I also continue to argue for the mass firing of DC consultants with losing records. And I strongly argue for the mass hiring of aggressive and energetic PR firms to help sell our candidates and philosophy.
While last time we hired a consultant that was 0-for-7, they hired PR firms that helped them microtarget voters based on consumer information, not based on strategies that weren't working in the 80's, didn't work in the 90's and will not work now.
You make a great point about us just defending our institutions we put in place long ago. That's not good enough for me. Not today and not in 2008.
Where are the attractive Democratic cadidates who propose an aggressive, long-term attack on republican institutions of power? The onyl one I ever heard talk about taking the battle to the republicans in a long-term way was John Edwards.

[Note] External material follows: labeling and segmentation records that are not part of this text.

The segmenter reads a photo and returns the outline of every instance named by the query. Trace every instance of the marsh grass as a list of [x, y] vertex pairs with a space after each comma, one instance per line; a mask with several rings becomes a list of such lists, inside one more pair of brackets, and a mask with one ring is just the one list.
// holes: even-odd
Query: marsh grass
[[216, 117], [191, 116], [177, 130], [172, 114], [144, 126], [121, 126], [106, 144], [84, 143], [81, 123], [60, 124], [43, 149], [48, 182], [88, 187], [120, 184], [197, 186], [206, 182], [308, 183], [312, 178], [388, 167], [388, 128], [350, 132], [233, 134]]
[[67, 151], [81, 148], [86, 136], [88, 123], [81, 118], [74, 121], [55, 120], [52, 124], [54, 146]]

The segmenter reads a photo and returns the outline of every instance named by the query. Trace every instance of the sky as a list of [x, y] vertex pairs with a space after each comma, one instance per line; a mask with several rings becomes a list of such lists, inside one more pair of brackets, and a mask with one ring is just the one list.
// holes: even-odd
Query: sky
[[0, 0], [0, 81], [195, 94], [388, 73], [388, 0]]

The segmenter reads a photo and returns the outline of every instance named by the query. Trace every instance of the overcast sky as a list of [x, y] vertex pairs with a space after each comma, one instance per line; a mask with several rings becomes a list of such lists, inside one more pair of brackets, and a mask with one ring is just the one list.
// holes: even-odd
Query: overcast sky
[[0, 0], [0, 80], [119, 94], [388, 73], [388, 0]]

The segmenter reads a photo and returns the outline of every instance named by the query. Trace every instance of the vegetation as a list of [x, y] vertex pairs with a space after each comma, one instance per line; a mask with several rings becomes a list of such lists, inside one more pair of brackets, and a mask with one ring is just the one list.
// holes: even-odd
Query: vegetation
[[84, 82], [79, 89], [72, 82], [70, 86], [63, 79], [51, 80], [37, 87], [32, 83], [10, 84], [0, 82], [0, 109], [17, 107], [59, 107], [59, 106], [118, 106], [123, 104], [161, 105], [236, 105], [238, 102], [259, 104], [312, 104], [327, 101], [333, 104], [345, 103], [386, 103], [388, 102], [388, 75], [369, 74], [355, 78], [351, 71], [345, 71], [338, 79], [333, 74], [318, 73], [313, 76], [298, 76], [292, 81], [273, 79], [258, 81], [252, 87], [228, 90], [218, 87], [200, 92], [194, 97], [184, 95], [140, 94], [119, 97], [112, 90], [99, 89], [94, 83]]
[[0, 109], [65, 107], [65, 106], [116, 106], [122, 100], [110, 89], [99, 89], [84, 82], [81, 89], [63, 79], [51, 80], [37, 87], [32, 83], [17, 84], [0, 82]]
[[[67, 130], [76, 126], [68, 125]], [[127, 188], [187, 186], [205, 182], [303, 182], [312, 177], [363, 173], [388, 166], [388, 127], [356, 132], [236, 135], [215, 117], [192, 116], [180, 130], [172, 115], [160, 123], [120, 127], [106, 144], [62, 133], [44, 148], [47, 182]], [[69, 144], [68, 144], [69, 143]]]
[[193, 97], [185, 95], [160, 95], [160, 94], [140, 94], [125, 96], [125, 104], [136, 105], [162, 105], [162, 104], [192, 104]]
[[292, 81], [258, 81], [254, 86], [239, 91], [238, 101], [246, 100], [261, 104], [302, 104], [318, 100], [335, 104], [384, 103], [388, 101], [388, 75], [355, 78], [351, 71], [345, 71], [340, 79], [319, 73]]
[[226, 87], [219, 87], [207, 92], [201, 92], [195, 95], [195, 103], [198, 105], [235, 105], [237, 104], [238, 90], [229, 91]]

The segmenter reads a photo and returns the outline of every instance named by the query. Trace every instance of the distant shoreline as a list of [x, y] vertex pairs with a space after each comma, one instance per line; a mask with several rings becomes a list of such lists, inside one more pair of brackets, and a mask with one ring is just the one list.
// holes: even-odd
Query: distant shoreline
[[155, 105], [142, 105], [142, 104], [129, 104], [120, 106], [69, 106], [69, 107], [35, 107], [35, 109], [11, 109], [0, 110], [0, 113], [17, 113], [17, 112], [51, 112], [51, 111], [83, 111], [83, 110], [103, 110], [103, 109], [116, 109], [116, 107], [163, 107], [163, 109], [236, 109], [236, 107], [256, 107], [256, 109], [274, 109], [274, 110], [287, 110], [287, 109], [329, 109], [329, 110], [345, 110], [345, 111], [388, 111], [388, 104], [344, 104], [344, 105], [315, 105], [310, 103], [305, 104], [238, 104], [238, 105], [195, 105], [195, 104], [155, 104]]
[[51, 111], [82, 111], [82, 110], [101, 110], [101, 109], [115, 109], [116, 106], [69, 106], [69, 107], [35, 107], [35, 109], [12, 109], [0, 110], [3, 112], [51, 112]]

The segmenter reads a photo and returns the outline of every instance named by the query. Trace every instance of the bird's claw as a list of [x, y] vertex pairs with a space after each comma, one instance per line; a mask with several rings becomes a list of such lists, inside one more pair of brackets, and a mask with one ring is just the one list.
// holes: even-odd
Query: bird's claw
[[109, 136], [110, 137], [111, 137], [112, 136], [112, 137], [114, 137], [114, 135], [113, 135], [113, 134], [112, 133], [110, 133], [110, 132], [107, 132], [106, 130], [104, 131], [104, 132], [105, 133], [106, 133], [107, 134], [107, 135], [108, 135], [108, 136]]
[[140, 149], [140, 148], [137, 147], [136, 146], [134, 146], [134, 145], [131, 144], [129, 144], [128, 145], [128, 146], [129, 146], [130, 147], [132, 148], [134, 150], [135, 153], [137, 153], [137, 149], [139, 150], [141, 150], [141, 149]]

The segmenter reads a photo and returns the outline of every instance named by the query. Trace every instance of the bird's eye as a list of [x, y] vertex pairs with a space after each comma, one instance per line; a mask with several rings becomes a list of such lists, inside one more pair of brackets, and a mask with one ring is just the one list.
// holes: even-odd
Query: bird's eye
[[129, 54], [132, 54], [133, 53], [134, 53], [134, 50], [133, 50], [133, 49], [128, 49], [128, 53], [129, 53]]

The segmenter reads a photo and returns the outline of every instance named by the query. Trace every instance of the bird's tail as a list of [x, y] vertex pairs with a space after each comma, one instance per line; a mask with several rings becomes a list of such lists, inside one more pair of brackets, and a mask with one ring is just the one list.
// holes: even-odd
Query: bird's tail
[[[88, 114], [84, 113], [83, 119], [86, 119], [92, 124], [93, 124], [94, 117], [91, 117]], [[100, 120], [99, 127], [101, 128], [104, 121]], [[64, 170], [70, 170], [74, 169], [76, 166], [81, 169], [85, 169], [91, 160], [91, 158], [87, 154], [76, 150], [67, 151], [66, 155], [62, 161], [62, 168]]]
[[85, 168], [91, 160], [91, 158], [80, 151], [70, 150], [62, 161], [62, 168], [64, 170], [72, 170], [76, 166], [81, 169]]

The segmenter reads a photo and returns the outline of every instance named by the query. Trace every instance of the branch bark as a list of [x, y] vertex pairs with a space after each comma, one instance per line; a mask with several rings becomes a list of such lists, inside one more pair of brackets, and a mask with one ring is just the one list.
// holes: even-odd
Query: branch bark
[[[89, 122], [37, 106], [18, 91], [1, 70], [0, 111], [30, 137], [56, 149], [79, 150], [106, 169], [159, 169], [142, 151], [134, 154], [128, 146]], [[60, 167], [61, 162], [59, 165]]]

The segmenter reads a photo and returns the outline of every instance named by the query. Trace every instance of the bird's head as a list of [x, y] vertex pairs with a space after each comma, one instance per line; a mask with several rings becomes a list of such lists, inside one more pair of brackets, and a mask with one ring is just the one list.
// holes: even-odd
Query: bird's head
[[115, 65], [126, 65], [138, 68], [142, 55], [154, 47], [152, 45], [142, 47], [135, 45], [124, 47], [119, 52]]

I saw him speak once with a fire in his eyes about how he wanted to shine a spotlight on the K Street power structure and he went on to relate how reforming the lobbying will help progressive causes and help take power from the republicans. That's what I want to hear. A progressive agenda that takes it to 'em.
It's not good enough to defend social security, to merely fund education, to merely get back to how things used to be before Bush took office.
If the pendulum is destined to swing back our direction, and recent polls suggest the air is ripe for it....It isn't good enough for the pendulum to be stopped at the center. Not by a long shot.
This speech bridges the gap between regular walkin-around Democrats and their comfortable leaders in DC. HE really didn't say anything too radical for a regular politican to say and it was a very libertarian-tinged speech. A winner.
I have had mixed feelings about this man in the past, and he was a piss poor candidate in 2000, but this man really did give the "conscience" speech today.
In Against All Enemies, Clarke detailed how close they were to going at it with Iran. The part I remember distincly is that they looked at several military invasion and attack options and he concluded there was no desirable military option. Also, he seemed to jump on the bandwagon of the viewpoint that if you really wanna unite Iran and kill off what scraps of a refrom movement still exist there, just start attacking them.
This is a complicated situation, because as Bush II repeats the same lines from his Iraq buildup, some of them you have to admit are actually true about Iran. Best to use diplomacy to solve this one. The fact that many people who refused to help with Iraq are on board for now with Iran displays how serious this is. And their new president is a nutjob, but it's really the Mullahs who run shit there.
If the republicans (as usual) quickly pick up on "Talking Points" Ken's theme and begin repeating it well into February, but we still don't hear the specific words reform and change coming from Democrats?
You'd think this is a no-brainer, but if there is one political theater area where the GOP still defeats us by HUGE margins, it's the repeated talking point. The GOP takes marching orders and clues from the top very well. The Democrats ignore them, for the most part. That's why it has taken them over two years to still try and come up with a consistent message/brand for the party, though they were publicly complaining about not having one as soon as Kerry got nominated. Whereas they complain about it not happening (when THEY are the ones supposed to be doing it), the GOP just does it. And quickly.
I'm optimistic about most things, but man, if I were a Democratic leader, I would make sure anyone that came within three miles of a reporter or media outlet would be shouting to the heavens that the Democratic Party is the party of reform and change. And I'd make sure each person repeated those two words at least ten times during the interview, or else they'd get a good hard flogging.
Doesn't sound so hard to do, does it?
His new article kind of repeats something he worte a while back, about REPUBLICAN McCain's only real chance is to run 3rd party, cause he might not win the primaries. Fineman also said the only way Hillary will win the election is if he goes 3rd party, though lost of liberals think he's just swell and would flip over backwards to vote for him.
I'd prefer he run as a wingnut and get shot down and go back to the senate, defeated again.
Interesting, but I can imagine the reasons he won't win the nomination are the same for Hillary not wining the general election. I think that, just or unjust, when voters walk into that quiet, reflective place called the voting booth, depite their vocal support for Hillary, I think they'd chicken out at the end.
I can definitely see that.
Likewise, I think that Allen and others will work real hard to sow doubt into the republicans who might be looking at McCain. Enough that when they get to those Iowa caucuses, he'd lose.
And then there's the south problem, no matter how hard he tries to court it.